Drivers were skeptical when Mary Anderson invented the first manual windshield wipers in 1903, while Another woman inventor, Charlotte Bridgwood, invented an automatic version with an electric roller in 1917. Neither initially took off, but by the time Anderson's patent expired in 1920, windshield wipers were cleaning up. Cadillac was the first to include them in every car model, and every other company soon followed.

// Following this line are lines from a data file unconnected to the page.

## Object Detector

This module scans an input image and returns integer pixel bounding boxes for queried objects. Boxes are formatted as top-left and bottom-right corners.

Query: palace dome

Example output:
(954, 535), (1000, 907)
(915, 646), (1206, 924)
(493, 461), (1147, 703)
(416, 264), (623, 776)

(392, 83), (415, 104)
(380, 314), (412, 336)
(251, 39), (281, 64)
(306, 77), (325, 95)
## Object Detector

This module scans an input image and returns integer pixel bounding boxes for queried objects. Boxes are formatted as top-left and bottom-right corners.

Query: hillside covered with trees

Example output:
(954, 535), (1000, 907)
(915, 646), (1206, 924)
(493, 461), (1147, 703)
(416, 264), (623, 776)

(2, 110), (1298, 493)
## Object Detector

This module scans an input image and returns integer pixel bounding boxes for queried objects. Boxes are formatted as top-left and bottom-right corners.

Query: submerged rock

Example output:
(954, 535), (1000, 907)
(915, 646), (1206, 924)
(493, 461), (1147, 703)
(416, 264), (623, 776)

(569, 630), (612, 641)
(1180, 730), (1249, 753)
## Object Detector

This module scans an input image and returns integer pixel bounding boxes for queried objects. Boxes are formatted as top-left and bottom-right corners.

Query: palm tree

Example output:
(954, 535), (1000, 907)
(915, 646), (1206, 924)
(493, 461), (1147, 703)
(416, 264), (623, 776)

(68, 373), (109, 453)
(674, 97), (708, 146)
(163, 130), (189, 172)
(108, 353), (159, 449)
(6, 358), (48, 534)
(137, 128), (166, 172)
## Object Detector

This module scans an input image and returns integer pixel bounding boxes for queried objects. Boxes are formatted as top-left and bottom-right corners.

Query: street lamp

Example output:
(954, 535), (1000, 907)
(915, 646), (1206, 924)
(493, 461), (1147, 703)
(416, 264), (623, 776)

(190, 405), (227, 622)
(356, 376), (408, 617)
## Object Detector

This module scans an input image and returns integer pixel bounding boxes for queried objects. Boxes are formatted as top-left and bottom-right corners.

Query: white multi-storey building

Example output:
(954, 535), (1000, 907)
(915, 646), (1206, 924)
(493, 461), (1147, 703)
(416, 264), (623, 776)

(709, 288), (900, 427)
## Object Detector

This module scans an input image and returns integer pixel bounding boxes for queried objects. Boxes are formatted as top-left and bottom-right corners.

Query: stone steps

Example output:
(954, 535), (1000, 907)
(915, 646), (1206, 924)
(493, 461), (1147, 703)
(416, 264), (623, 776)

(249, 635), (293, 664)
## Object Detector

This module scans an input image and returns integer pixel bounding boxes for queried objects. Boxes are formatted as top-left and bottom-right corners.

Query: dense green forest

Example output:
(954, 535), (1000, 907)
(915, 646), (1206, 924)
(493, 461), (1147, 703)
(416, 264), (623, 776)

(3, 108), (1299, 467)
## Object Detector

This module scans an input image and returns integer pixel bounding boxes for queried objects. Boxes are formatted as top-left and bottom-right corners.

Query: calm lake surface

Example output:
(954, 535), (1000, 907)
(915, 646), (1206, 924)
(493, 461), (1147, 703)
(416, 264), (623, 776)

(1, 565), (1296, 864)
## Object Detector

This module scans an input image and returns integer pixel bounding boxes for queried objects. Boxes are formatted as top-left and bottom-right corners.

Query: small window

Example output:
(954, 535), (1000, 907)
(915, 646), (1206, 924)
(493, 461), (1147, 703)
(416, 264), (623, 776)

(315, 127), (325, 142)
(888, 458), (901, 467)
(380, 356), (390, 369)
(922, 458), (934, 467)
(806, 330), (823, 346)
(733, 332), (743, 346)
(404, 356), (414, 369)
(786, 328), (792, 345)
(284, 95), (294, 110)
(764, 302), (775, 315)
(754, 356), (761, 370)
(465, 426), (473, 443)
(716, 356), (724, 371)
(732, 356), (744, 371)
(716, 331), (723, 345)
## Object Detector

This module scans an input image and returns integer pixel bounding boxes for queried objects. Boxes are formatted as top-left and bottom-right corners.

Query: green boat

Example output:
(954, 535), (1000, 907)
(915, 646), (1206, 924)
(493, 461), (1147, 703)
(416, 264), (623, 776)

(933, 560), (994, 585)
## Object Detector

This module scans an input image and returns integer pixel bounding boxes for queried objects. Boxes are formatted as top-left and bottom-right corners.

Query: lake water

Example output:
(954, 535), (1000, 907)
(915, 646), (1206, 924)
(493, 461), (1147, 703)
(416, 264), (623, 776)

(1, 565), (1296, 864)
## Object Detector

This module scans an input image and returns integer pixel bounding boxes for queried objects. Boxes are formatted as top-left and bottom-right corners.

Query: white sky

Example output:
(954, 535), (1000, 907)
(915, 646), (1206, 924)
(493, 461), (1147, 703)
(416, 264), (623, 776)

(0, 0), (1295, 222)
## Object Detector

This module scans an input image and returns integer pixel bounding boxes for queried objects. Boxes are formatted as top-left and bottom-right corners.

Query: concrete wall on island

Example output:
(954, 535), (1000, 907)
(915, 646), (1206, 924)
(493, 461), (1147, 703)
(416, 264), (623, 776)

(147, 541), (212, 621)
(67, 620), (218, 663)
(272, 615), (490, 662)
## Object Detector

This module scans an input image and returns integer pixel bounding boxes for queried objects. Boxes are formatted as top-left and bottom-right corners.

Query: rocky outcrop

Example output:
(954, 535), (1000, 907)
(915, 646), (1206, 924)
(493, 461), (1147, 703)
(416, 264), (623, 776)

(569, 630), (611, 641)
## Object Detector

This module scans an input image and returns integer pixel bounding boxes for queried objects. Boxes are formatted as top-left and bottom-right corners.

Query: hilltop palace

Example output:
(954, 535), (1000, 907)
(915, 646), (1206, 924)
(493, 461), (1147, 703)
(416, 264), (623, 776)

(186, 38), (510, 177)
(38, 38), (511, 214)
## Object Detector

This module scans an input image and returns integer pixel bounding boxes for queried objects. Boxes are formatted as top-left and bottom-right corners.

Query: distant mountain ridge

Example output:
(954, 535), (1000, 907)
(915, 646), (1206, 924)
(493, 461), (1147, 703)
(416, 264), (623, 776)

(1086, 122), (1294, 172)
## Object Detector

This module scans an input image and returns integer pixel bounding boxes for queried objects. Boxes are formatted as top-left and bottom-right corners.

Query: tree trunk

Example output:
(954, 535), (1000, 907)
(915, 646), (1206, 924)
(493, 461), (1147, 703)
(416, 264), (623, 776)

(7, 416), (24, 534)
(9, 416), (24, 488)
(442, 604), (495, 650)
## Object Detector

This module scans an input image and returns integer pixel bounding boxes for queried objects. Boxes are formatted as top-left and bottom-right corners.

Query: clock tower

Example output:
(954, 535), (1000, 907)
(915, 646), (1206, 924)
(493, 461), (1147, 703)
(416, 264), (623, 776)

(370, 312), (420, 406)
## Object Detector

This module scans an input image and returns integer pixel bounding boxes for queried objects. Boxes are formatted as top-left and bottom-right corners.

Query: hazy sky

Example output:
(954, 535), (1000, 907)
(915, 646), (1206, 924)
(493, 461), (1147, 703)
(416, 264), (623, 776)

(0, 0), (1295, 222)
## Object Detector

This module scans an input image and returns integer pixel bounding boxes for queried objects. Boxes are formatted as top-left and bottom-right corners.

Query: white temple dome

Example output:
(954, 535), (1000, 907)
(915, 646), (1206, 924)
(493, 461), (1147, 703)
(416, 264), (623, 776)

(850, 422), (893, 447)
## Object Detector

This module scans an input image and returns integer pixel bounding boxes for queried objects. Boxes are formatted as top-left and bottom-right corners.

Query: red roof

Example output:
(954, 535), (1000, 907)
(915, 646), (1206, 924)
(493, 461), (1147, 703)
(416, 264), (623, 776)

America got a brand new paper bag when cotton mill worker Margaret Knight invented a machine to make them with a flat square bottom in 1868. (Paper bags originally looked more like envelopes.) A man named Charles Annan saw her design and tried to patent the idea first. Knight filed a lawsuit and won the patent fair and square in 1871.
Women in computer science have a role model in Grace Hopper. She and Howard Aiken designed Harvard's Mark I computer, a five-ton, room-sized machine in 1944. Hopper invented the compiler that translated written language into computer code and coined the terms "bug" and "debugging" when she had to remove moths from the device. In 1959, Hopper was part of the team that developed COBOL, one of the first modern programming languages.
Biophysicist Maria Telkes's place was in the house—the very first 100 percent solar house. In 1947, the Hungarian scientist invented the thermoelectric power generator to provide heat for Dover House, a wedge-shaped structure she conceived with architect Eleanor Raymond. Telkes used Glauber's salt, the sodium salt of sulfuric acid, to store heat in preparation for sunless days. Dover House survived nearly three Massachusetts winters before the system failed.
Last but not least in our round up, women are responsible for the discovery of beer! A little more than 7,000 years ago, beer brewing began its development in Mesopotamia, and to no surprise it was women putting the graft in to mix the grains of cereal with water and herbs. They cooked them, and from that intuitive mixture, driven by the need for nutrition, came a fermented brew we enjoy today. So next time you crack open a bottle, you've got a woman to thank for that. Cheers!
We hope you've enjoyed discovering these fun facts as much as we've enjoyed putting them together for you!